The State’s Department of Agriculture and Consumer Services, said the figure, which includes broilers, layers and turkeys, could change based on further recovery efforts.
Sanderson Farms: One of worst affected
One of the worst affected companies has been Sanderson Farms, one of the State’s largest poultry firms, who reported that 60 of 880 broiler houses and 4 out of 92 breeder houses had been flooded.
The company said this week that approximately 1.7m broilers had been lost, ranging from 6 to 62 days. In addition, it said 30 farms, housing approximately 210,000 chickens per farm, were isolated by flood waters with the company unable to provide feed for the units.
In addition to the loss of live birds, Sanderson said it would be unable to hatch and place live broilers in the field at its normal rate during the coming week. The reduced egg sets and chick placements will affect the company’s weekly processing volumes from October until December.

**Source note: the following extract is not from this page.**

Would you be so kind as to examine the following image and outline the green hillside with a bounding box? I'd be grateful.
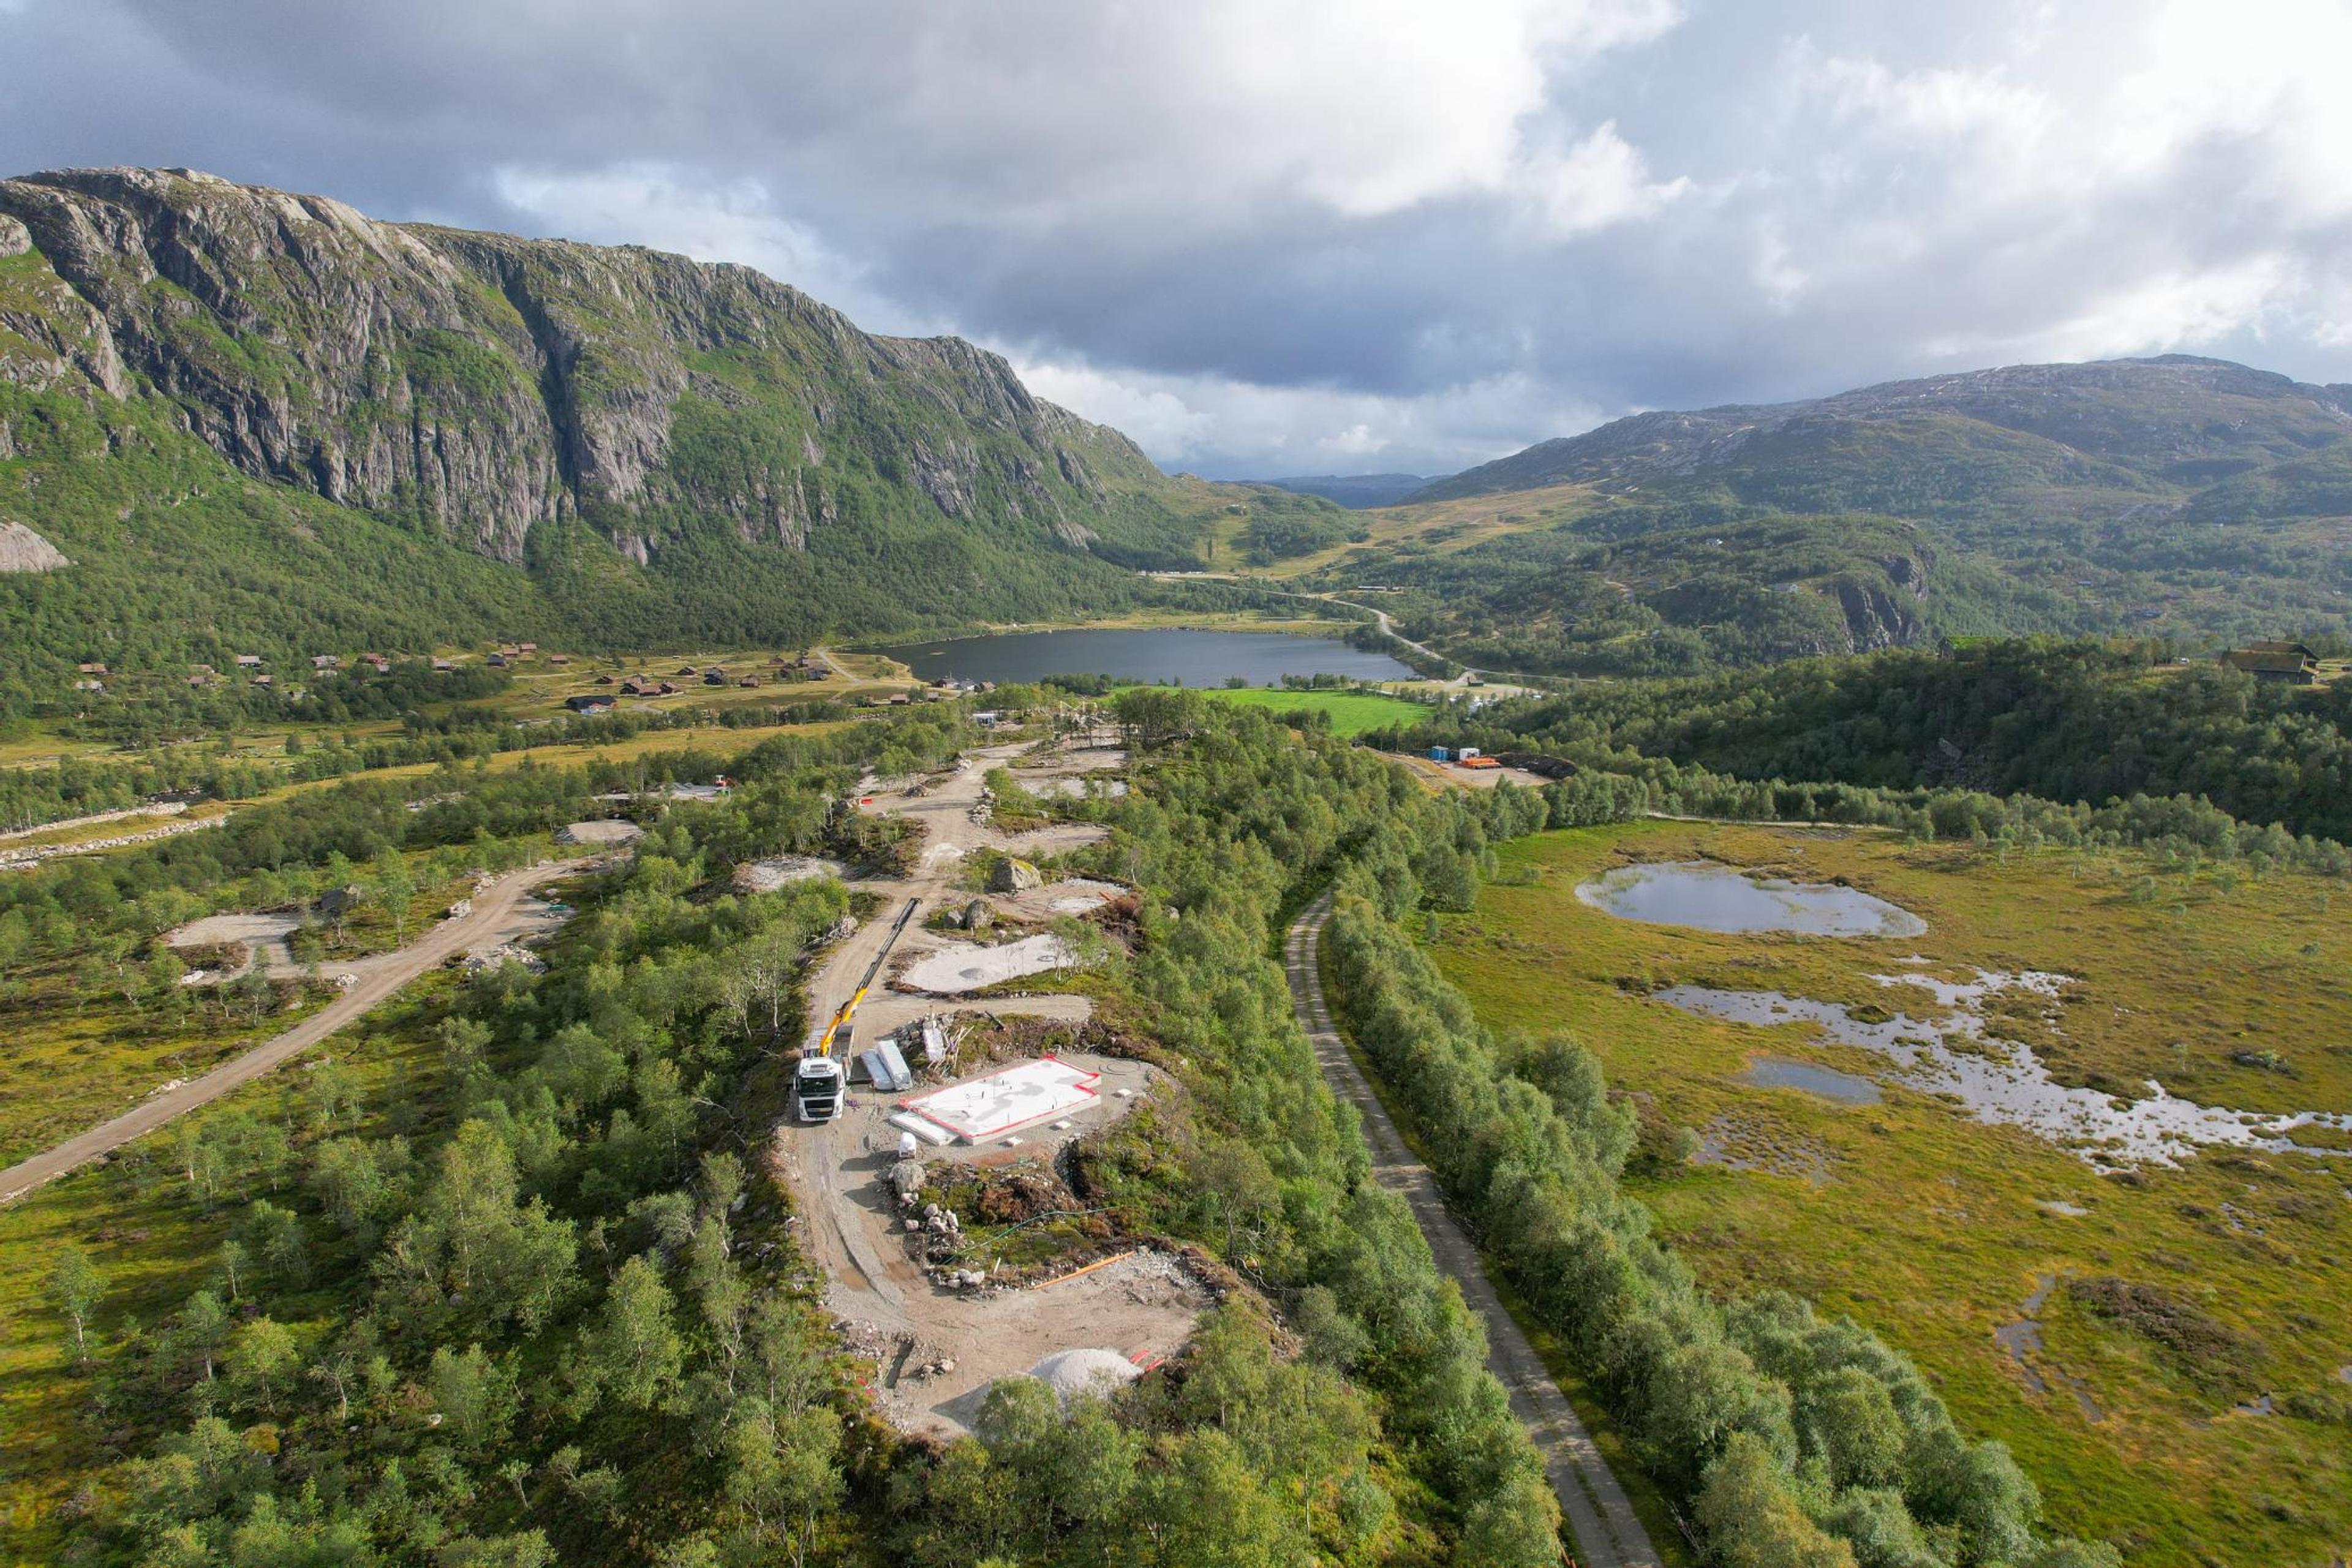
[1314,357,2352,673]
[0,167,1269,718]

Record breaking rainfall and severe flooding linked to Hurricane Florence has claimed up to 3.4 million birds in North Carolina. Photo: Wikimedia
Sanderson Farms’ responding to needs of communities
Joe Sanderson Jnr, Sanderson Farms’ chairman and CEO, said the company “will provide ice, water, food and other necessities to those affected by this catastrophic storm. While we will work hard over the next week to get our operations back on line, our primary focus will be to respond to the needs of our local communities.”
Tyson deploys disaster relief team
High winds and flooding also damaged 2 Tyson Foods Inc poultry farms but operations were minimally affected and the company was looking to relocate birds that survived to others farms. Tyson has deployed a disaster relief operations team to North Carolina to prepare meals for those affected by the disaster.
Impact on Butterball Thanksgiving stock
The leading US turkey brand Butterball, which is based at Garner, North Carolina, said in a statement that “many of our North Carolina-based processing plants, hatcheries and feed mills have been impacted by the storm, and we continue to see flooding and power outages throughout the region.
However, the company said Hurricane Florence would not lead to any pre-Thanksgiving turkey shortage, as those birds come from the mid-west. Ground turkey, turkey bacon and turkey breasts are processed in North Carolina.
North Carolina is one of the largest poultry producers in the country with 819 million chickens and 33.5m turkeys housed on farms.
The poultry deaths already exceed the 1.8m birds lost in Hurricane Matthew in the State in 2016 and Hurricane Floyd in 1999 when one million birds died.